This article first appeared in Resort News, March 2025 Edition
With climate events becoming more extreme and more frequent, the question of how to handle insurance in strata schemes has never been more in need of a firm answer.
Far North Queensland has been on the receiving end of record rainfall this summer, and the wildfires that whipped through Los Angeles in the USA provided sobering viewing on the news programs. Brisbane has also just seen its first cyclone in 50 years, bringing with it the more common SEQ experience of flooding.
Insurers are now making the call that they will not offer coverage in some regions. They have determined that the risk (and cost) is just too high.
So where does that leave strata schemes in regions such as FNQ where flooding and storm damage have become more commonplace?
Schemes are obliged to have insurance to cover common property and scheme assets against possible disasters such as storm and water damage.
The BCCM insurance fact sheet notes: “flood insurance is not always included in a standard insurance policy. In flood-prone areas, in order to satisfy the requirement that it obtains coverage to the greatest practicable extent, a body corporate may need to investigate whether it can obtain additional coverage for damage caused by flooding.”
That seems to leave schemes with little choice. They have to go cap-in-hand to an insurer and negotiate bespoke flood coverage – probably from offshore somewhere – which is likely to cost well above market rates for similar schemes in less risk-prone areas.

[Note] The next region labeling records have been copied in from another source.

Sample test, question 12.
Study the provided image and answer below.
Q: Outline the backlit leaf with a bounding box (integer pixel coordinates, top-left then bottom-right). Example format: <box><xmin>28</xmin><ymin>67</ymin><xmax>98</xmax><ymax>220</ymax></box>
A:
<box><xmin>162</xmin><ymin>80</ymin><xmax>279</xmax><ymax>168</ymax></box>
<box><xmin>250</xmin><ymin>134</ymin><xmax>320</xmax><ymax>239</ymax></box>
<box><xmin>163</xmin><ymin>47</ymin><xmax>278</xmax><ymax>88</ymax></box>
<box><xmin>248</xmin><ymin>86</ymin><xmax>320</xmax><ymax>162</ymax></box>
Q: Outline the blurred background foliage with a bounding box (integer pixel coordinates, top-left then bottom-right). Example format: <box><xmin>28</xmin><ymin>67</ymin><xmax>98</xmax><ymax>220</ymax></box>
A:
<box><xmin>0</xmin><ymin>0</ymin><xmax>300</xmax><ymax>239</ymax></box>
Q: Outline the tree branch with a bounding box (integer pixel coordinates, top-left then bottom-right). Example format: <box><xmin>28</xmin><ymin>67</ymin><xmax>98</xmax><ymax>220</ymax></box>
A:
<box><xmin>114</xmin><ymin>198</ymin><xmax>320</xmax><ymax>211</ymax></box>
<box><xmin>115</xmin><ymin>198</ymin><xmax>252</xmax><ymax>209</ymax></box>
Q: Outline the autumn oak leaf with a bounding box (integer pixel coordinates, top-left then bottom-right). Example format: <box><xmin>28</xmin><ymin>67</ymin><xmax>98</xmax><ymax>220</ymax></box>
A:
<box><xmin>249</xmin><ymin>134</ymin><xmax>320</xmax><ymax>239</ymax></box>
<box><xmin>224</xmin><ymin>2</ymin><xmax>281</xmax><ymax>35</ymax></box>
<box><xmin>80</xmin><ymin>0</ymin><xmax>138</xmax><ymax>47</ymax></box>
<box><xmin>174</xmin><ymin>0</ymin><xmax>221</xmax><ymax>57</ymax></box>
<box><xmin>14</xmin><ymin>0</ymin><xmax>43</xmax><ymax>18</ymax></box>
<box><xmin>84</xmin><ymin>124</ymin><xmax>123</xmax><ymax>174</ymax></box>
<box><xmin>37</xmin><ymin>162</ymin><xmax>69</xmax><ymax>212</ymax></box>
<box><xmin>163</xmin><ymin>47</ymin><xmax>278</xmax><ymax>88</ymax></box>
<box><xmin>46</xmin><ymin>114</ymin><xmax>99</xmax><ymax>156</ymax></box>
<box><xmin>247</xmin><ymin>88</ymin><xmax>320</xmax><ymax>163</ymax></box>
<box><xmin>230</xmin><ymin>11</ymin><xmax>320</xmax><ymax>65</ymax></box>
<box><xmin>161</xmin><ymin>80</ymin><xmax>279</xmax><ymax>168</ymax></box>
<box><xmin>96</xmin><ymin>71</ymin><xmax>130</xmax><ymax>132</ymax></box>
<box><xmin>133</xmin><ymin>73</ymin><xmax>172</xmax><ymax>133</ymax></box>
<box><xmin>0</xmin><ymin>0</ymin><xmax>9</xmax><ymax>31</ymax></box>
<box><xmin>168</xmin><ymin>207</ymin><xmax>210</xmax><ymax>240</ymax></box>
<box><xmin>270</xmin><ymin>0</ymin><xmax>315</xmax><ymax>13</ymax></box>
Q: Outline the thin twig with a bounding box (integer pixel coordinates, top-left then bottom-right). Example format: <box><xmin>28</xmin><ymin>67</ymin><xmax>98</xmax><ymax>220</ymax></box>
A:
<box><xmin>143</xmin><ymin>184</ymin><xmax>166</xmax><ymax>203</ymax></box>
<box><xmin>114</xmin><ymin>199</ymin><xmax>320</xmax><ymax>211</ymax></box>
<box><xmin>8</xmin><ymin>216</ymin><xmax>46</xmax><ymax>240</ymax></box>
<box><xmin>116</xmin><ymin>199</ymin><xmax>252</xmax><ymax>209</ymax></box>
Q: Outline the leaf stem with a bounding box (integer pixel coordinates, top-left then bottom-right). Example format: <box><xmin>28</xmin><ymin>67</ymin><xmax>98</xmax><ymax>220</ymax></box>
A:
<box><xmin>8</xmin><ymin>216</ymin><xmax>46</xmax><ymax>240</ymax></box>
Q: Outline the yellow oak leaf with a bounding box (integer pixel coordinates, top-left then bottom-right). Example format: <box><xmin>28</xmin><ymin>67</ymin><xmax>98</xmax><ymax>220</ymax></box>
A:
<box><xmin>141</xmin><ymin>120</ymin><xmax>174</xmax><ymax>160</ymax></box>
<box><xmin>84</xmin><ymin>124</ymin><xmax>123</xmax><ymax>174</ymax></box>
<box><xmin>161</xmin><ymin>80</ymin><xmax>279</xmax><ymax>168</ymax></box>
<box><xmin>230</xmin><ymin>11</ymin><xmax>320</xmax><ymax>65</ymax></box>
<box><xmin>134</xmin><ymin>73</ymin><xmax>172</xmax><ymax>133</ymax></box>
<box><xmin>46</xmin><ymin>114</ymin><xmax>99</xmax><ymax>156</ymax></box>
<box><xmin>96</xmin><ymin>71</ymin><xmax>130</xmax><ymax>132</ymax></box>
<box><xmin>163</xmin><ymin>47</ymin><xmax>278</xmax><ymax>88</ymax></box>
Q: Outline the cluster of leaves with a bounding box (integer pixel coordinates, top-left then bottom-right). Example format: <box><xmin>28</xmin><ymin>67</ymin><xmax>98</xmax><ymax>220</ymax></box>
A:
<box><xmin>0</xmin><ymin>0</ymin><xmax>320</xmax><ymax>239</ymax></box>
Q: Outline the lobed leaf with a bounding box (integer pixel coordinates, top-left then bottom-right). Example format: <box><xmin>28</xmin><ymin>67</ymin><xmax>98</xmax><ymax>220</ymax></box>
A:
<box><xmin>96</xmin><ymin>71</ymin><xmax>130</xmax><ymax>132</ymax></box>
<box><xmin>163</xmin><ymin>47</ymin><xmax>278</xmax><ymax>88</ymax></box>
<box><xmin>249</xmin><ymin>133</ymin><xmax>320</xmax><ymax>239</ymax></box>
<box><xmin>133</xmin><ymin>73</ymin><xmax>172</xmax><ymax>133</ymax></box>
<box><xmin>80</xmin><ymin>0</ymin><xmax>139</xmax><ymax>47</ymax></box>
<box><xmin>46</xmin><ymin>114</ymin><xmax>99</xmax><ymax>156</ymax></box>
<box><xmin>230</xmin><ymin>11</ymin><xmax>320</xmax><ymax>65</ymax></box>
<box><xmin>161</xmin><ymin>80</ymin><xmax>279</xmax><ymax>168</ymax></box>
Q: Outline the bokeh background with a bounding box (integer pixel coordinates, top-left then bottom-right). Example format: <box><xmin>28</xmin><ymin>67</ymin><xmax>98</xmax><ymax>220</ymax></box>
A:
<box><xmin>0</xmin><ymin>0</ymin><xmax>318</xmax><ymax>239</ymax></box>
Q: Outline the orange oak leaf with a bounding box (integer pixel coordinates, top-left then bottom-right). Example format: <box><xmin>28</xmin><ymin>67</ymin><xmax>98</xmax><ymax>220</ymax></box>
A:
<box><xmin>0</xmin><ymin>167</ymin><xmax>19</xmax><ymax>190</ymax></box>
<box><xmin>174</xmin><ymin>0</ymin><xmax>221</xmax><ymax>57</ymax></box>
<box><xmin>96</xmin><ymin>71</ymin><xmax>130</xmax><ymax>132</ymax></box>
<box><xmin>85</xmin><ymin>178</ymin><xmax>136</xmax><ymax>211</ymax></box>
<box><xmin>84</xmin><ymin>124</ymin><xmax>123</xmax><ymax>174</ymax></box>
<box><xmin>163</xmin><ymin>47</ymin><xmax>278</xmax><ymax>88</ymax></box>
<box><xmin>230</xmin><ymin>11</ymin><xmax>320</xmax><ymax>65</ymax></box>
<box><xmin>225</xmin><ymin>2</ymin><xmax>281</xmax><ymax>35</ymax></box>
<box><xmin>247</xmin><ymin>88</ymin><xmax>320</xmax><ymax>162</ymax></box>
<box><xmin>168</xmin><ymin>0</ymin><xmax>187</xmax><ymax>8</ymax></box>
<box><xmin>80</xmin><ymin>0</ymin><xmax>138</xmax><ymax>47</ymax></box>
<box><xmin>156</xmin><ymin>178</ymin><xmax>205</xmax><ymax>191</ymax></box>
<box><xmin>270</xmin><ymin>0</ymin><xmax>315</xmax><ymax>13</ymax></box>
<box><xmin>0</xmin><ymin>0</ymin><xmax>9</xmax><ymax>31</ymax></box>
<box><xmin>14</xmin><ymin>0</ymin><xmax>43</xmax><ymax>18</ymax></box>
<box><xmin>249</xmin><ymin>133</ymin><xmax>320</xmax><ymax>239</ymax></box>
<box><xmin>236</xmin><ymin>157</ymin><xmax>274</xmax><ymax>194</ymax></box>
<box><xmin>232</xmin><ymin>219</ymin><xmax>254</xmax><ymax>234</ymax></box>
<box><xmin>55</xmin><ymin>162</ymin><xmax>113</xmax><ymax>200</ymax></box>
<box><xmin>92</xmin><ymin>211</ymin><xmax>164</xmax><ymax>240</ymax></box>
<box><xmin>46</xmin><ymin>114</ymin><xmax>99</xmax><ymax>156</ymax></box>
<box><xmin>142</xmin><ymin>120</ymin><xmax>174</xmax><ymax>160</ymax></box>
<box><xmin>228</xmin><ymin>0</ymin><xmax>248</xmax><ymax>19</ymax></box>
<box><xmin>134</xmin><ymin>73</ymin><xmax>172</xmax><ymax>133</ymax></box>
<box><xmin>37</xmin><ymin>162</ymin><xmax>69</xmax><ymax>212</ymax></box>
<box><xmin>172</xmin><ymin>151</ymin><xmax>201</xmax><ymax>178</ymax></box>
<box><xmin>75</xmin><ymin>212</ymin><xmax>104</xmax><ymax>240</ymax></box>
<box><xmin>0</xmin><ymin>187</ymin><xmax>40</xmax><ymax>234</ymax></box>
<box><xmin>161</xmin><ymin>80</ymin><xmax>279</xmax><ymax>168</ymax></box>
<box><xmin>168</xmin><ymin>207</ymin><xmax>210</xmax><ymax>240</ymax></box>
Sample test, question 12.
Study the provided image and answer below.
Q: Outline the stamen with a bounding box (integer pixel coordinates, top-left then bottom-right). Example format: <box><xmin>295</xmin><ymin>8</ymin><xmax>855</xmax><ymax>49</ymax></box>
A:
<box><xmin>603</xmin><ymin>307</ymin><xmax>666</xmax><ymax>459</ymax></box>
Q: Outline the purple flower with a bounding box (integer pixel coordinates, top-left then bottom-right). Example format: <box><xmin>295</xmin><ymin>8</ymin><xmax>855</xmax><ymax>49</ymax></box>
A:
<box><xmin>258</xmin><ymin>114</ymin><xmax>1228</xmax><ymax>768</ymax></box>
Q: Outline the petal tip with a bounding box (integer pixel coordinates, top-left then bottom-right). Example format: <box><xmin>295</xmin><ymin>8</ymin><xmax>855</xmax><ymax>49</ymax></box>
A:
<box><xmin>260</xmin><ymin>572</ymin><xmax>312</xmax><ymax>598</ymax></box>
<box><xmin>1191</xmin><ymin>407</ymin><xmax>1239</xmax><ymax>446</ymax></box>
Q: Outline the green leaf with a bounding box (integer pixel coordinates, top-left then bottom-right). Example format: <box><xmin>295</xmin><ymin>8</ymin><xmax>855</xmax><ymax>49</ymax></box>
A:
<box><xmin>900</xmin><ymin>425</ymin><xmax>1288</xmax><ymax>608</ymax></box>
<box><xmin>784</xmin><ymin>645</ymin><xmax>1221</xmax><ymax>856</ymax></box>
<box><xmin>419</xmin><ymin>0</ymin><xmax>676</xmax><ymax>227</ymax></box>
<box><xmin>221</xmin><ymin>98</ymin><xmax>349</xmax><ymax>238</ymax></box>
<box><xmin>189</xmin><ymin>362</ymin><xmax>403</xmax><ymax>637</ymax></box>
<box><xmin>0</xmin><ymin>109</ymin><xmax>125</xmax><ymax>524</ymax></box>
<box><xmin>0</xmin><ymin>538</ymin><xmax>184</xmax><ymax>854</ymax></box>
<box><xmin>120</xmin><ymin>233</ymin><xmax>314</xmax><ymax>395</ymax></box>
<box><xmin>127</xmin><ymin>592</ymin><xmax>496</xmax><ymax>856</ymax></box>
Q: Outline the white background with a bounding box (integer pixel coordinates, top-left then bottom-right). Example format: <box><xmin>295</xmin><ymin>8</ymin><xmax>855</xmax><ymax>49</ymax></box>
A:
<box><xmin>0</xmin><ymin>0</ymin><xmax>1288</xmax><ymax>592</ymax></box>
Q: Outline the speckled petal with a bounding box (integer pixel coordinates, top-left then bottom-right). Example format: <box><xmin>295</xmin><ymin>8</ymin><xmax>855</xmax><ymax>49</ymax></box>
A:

At first glance, this seems a textbook case of market failure and thus a case for government to step in and provide some level of insurance coverage or premium subsidy so strata schemes can meet their insurance obligations.
However, as with most things in life, it is not so straight forward.
The market for flood insurance hasn’t so much failed, as run screaming from the room.
For government to step in and simply offer flood cover for all schemes in flood-prone areas risks providing inefficient signals to the property market — what is known as “moral hazard”.
Put simply, moral hazard is the potential for risky behaviour to increase when an individual knows the potential cost of that behaviour has been mitigated, such as through insurance. A hire car with full coverage will be driven with less care than one with basic or no coverage.
In the case of property, the market signal from the commercial insurers that a particular region should not be developed because of flood risk would be lessened by the government promising to cover the risk.
Building on flood plains has been an indulgence that Australia can no longer continue to afford.
Self-insurance simply isn’t possible for strata in Queensland. Even if it was, how do you think banks would look at the prospect of not having insurance on properties they have lent against? Not favourably, is the simple answer! And when banks don’t want to lend, it invariably leads to lower prices because buyers cannot borrow money to purchase.
A recent report by analysts from Climate Valuation found about one in 20 homes in Australia are currently either uninsurable or unaffordable to insure. That figure was likely to increase to one in 10 within the next decade, the report found.
None of which makes for comforting reading for anyone needing to find affordable flood insurance for their scheme.
Indeed, an Insurance Council of Australia factsheet about strata insurance from late 2024 is upfront that worsening extreme weather is a key driver of rising premiums.
And the ICA makes this blunt statement: “Where cost for repairs or rebuild are not (fully) covered by insurance, these will need to be paid by an owners corporation’s accumulated funds.”
There is clearly a role for government in this situation, but straight underwriting or subsidies are unlikely to be the full answer. What it needs is leadership to bring about a solution that includes property owners, insurers, and all levels of government.
New Zealand’s Natural Hazards Commission – formerly the Earthquake Commission – could be a model to consider. Because ignoring the problem and hoping it will go away is far too risky.